Утешает ли история? — задавал себе вопрос сатирик еще в первую пору реакции, в середине шестидесятых годов. Теперь он снова возвращается к нему, с болью размышляя о тягостном положении "среднего человека", тянущегося к высоким идеалам, но далеко но всегда способного на героическое самоотвержение и удовлетворение неминуемым торжеством их в отдаленном будущем, "…встречаются поколения, — печально размышляет писатель, — которые нарождаются при начале битья, а сходят со сцены, когда битье подходит к концу. Даже передышкой не пользуются. Какой горькой иронией должен звучать для этих поколений вопрос об исторических утешениях!"

Все происходящее может породить в обществе деморализацию, апатию, — стремление к тому, чтобы уберечься во что бы то ни стало.

Когда рассказчик возвращается домой, в Россию, "облака густыми массами неслись в вышине, суля впереди целую перспективу ненастных дней". Среди таких же примет и новая встреча с бывшим мальчиком без штанов.
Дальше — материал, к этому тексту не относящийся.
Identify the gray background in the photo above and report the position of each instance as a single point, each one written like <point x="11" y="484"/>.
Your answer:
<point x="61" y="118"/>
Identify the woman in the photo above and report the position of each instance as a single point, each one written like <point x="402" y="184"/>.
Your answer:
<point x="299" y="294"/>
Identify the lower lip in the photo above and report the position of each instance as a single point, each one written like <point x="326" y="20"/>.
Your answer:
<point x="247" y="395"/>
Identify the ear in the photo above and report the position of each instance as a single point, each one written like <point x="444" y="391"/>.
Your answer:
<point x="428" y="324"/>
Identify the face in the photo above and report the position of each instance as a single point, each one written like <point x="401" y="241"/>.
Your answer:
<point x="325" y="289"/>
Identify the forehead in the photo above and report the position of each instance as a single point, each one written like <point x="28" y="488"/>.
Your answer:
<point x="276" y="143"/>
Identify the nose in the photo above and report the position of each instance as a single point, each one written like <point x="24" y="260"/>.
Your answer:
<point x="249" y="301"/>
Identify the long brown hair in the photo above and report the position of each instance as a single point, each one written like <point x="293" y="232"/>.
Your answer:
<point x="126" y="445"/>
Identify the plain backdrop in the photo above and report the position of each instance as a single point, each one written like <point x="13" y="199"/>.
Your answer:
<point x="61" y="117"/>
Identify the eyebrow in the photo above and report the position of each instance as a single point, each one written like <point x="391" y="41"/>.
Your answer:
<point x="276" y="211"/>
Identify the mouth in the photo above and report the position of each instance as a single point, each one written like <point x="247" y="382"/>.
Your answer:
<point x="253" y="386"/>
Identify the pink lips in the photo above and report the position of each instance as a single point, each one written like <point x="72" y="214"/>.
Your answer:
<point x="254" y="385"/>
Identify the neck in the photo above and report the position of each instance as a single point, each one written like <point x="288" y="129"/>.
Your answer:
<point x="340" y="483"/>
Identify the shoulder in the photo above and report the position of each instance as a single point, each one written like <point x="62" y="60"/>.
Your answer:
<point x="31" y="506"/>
Из сна он переместился в явь и служит на железной дороге у все распространяющего свое влияние Разуваева, милостиво одарившего его штанами.

В начале книги, явно полемизируя с теми, кто подобно народникам отрицал, что Россия уже встала на путь капиталистического развития, сатирик заметил, что "приличнее было бы взглянуть в глаза Колупаевым и Разуваевым", то есть взглянуть в глаза реальной действительности, признать их существование и силу, хотя, разумеется, совсем не для того, чтобы преклониться перед этими новоявленными хищниками.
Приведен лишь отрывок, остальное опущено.